Mi gato
Pierdo amigos según las sumas y las restas. (…) Mis cuadrúpedos de hoy no son hermosos, no se estiran bajo ningún sol que al cabo los fastidie; me ignoran cuando los llamo (…) entre una ventana y otra pueden inventarse un país
Hemos pasado la mañana juntos ignorándonos,
él, inmutable como esfinge milenaria y yo,
deslizando mi mano sobre sus sueños.
Lo observo impávido* y no comprendo,
¿acaso sueña?
Silencio es la respuesta.
De pronto se levanta,
se estira mostrándome sus garras y bostezando su larga lengua que luego,
con pulcritud la acomoda entre el marfil de sus colmillos.

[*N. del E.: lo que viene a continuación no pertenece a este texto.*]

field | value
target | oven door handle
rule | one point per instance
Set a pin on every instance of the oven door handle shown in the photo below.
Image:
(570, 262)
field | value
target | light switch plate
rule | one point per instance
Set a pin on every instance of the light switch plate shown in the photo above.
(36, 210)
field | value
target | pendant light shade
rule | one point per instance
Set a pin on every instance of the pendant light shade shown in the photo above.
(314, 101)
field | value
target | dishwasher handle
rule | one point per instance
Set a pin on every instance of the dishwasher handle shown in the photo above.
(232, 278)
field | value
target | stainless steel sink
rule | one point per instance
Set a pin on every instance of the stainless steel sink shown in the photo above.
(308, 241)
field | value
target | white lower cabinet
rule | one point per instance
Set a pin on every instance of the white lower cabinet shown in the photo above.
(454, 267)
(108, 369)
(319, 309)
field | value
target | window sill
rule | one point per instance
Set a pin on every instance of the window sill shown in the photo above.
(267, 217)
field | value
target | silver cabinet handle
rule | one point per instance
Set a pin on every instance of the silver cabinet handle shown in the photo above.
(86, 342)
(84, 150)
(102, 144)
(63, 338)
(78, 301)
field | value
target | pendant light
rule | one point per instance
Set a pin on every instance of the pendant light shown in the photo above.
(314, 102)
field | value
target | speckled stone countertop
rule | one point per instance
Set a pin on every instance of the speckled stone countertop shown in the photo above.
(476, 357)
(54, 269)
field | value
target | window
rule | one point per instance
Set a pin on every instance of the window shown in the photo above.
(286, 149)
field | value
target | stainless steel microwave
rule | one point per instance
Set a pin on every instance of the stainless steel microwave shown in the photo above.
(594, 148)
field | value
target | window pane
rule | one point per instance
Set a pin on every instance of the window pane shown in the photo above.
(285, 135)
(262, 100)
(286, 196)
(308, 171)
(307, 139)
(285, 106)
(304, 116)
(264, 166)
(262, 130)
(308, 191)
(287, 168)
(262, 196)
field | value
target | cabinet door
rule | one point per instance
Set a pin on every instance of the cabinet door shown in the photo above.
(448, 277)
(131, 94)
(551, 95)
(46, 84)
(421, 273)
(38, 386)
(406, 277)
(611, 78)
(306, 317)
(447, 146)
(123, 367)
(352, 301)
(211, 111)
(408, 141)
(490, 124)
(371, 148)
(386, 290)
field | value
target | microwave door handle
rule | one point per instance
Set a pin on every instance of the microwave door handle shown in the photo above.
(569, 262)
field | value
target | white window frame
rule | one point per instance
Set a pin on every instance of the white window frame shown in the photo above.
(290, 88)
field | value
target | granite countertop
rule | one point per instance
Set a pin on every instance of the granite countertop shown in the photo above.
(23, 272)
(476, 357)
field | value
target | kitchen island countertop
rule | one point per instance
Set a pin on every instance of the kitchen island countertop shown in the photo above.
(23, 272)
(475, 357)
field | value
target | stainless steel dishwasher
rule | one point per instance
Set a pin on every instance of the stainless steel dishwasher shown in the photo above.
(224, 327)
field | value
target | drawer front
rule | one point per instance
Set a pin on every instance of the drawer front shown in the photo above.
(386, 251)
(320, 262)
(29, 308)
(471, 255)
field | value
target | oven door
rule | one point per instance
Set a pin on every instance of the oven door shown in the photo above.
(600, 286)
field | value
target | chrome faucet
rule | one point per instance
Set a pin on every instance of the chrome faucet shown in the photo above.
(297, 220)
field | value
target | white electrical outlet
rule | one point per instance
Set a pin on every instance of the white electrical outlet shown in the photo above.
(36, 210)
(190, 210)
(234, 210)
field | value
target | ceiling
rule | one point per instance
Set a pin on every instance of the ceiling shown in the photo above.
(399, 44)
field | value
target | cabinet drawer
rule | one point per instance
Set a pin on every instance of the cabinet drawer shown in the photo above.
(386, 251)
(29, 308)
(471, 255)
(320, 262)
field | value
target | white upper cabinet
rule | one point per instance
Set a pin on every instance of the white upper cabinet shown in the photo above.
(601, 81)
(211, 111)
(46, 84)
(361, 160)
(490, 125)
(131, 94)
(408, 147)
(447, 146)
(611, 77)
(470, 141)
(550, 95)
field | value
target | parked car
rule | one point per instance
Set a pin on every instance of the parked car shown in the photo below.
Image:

Me mira por un instante e imagino absurdamente que algo me dirá,
pero con indiferencia se levanta, se aleja y, de un salto,
alcanza la ventana de al lado.
De nada valdrá que le llame, que grite su nombre porque,
desde donde ahora me ignora, construye su otra historia,
esa que no conoceré, no por desearlo, sino porque no es la nuestra.
Io.
Jul 20
-------
* Impávido: Que no se altera, perturba o muestra emoción alguna ante una impresión o estímulo externo que normalmente producen turbación, desencadenan una emoción o inducen a determinada acción.